The Tsar’s bold strategy paid off. The Russian Baltic Fleet was met with huge enthusiasm in San Francisco, Boston and New York and provided important political support for the United States on the world stage. The fleet’s arrival sent an unmistakable message to the Untied Kingdom and France that intervention in either Poland or the U.S. South could lead to a global war. The U.S. government quickly seized on the presence of the Russian fleet, increasing its pressure on the United Kingdom not to send the two ironclads to the South. Ultimately, the United Kingdom, not wanting to risk a war with the United States and Russia, backed down. The United Kingdom did not send the ironclads and choose to remain neutral in both the U.S. Civil War and the Polish rebellion.
Gideon Wells, the U.S. Secretary of the Navy, appropriately summed up the general feeling of Americans towards the Russian action when he exclaimed “God bless the Russians!”
Learning From The Past: Policy Prescriptions For U.S.-Russian Cooperation
Sentimentality should not be the basis for foreign policy. Today, the United States and Russia are separated by wide ideological chasms. The United States criticizes Russia’s backsliding on democratic reforms and human rights, along with its interventionist policies toward its neighbors. Russia sees the United States as a hegemon without a check, who carelessly intervenes in the internal affairs of other nations and has brought the North Atlantic Treaty Organization (NATO) to its doorstep. At the root of all this mistrust is the simple fact that both the United States and Russia see themselves as exceptional nations, with a strong sense of purpose and national pride.
As a prerequisite to cooperation, ideological posturing and nationalistic pride most be tempered by sober assessment of national interests. The example of the Russian Baltic Fleet’s Civil War excursion illustrates that the United States and Russia often have more to gain from working together. Then, as now, the United States and Russia face common adversaries, including: Islamic fundamentalist terrorism, failed states in the Middle East and Central Asia and a rising and assertive China.
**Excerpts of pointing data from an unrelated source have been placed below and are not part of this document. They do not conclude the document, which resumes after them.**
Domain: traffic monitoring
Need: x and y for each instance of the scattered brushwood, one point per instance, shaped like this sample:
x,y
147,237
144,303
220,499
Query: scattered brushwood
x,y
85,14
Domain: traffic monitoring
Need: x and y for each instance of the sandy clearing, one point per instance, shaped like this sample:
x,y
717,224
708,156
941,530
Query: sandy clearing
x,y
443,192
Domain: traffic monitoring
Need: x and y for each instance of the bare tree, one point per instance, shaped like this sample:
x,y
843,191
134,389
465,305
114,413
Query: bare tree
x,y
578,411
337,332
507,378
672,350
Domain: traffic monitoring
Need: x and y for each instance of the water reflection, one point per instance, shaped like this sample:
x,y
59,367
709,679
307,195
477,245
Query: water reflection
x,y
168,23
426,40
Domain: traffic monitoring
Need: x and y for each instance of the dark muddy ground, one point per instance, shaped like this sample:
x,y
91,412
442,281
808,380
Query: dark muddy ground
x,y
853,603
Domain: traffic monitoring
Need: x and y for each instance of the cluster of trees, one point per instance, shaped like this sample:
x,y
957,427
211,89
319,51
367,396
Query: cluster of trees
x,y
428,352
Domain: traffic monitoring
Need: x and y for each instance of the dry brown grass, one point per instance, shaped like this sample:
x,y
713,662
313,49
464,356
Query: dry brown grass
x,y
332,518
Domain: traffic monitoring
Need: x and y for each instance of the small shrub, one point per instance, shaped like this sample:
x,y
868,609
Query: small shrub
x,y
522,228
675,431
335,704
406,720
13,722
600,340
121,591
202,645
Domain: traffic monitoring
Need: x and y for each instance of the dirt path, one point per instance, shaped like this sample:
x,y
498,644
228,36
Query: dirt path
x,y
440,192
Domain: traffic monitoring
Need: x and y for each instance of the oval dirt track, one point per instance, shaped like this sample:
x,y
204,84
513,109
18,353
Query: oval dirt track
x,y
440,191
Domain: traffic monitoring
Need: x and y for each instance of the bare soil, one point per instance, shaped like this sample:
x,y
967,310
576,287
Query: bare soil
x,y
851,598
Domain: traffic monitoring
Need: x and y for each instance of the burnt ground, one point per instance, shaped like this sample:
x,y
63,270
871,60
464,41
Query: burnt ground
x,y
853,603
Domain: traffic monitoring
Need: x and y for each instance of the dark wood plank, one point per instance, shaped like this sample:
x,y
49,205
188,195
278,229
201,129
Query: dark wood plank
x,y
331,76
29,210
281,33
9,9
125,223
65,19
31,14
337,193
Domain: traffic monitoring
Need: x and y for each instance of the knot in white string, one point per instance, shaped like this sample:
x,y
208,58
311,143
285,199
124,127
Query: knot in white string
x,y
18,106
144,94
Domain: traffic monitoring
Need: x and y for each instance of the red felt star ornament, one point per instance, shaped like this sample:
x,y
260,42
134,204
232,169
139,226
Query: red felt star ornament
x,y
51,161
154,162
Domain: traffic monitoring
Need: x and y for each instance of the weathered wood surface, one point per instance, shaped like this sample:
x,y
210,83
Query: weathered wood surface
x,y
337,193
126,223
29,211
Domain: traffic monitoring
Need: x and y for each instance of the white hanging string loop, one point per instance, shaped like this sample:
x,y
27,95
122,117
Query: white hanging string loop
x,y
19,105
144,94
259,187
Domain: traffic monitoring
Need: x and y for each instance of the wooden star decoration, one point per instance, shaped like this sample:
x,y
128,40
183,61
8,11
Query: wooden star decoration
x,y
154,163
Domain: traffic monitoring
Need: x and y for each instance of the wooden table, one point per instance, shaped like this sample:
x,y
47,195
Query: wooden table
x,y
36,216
Then, as now, clever cooperation by both nations is critical to advancing each nation’s national interests.
Just as Tsar Alexander II’s shrewd use of the Baltic Fleet helped deter British and French aggression in Poland and the U.S. South, benefiting both the United States and Russia, adroit maneuvering by the United States and Russia today could help resolve two of the most difficult foreign policy challenges, Syria and Ukraine. If Russia reconsidered its commitment to Syria’s President Bashar-al-Assad, suspended military and economic support for him and worked with the United States to construct a mutually agreeable transition plan to remove Mr. Assad from power and replace him with a government of national unity; the United States could play a constructive role in ensuring that Russia is not sidelined on the issue that it seems to care most deeply about, the inclusion of Ukraine within the European community. The consequence of refusal to cooperate will be continued short-term struggle resulting in the exacerbation of both conflicts.
In short, while today’s geopolitical struggles will not be solved by one bold maneuver of a fleet, the Russian Baltic Fleet’s U.S. excursion reminds us that clever cooperation between the United States and Russia has enormous potential to solve geopolitical problems.
Image Source: Voltairenet.org
Matthew Fontana is an attorney at Buchanan Ingersoll and Rooney. He is an avid follower of U.S.-Russian relations and a student of Russian history.